Vous m'avez dit tout franc que je dois accepter
Celui que pour époux on me veut présenter ;
Et je déclare, moi, que je prétends le faire,
Puisque vous m'en donnez le conseil salutaire.
VALÈRE
Ne vous excusez point sur mes intentions.
Vous aviez pris déjà vos résolutions,
Et vous vous saisissez d'un prétexte frivole
Pour vous autoriser à manquer de parole.
MARIANE
Il est vrai, c'est bien dit.
VALÈRE
Sans doute ; et votre cœur
N'a jamais eu pour moi de véritable ardeur.
MARIANE
Hélas ! Permis à vous d'avoir cette pensée.
VALÈRE
Oui, oui, permis à moi : mais mon âme offensée
Vous préviendra peut-être en un pareil dessein ;
Et je sais où porter et mes vœux et ma main.
MARIANE
Ah ! je n'en doute point ; et les ardeurs qu'excite
Le mérite...
VALÈRE
Mon Dieu ! laissons là le mérite.
J'en ai fort peu sans doute, et vous en faites foi.

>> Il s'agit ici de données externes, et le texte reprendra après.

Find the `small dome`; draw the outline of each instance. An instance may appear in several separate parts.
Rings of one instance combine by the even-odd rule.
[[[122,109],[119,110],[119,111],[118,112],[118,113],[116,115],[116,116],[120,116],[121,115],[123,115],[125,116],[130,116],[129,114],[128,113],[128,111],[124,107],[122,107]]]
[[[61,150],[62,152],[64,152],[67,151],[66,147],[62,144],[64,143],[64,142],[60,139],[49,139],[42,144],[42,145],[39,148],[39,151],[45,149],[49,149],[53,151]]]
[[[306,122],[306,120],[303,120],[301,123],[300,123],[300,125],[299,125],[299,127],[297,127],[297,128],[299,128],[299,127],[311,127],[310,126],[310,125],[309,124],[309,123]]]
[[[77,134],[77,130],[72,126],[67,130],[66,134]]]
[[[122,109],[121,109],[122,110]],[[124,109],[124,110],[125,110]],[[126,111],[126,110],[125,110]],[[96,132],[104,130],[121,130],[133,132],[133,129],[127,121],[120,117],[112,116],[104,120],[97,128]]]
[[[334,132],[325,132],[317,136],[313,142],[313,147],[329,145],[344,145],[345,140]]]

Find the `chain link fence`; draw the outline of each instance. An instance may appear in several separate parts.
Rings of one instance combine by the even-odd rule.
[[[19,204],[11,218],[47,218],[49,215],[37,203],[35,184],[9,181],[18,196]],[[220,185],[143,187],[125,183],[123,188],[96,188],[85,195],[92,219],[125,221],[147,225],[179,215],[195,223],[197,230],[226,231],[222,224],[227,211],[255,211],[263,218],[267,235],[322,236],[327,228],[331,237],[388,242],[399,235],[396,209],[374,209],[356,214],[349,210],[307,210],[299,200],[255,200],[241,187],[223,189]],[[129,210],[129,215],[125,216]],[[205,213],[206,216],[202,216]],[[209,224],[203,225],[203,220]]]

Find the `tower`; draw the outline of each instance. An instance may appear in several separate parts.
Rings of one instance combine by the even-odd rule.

Mais j'espère aux bontés qu'une autre aura pour moi :
Et j'en sais de qui l'âme, à ma retraite ouverte,
Consentira sans honte à réparer ma perte.
MARIANE
La perte n'est pas grande, et de ce changement
Vous vous consolerez assez facilement.
VALÈRE
J'y ferai mon possible, et vous le pouvez croire.
Un cœur qui nous oublie engage notre gloire ;
Il faut à l'oublier mettre aussi tous nos soins.
Si l'on n'en vient à bout, on le doit feindre au moins ;
Et cette lâcheté jamais ne se pardonne,
De montrer de l'amour pour qui nous abandonne.
MARIANE
Ce sentiment sans doute est noble et relevé.
VALÈRE
Fort bien ; et d'un chacun il doit être approuvé.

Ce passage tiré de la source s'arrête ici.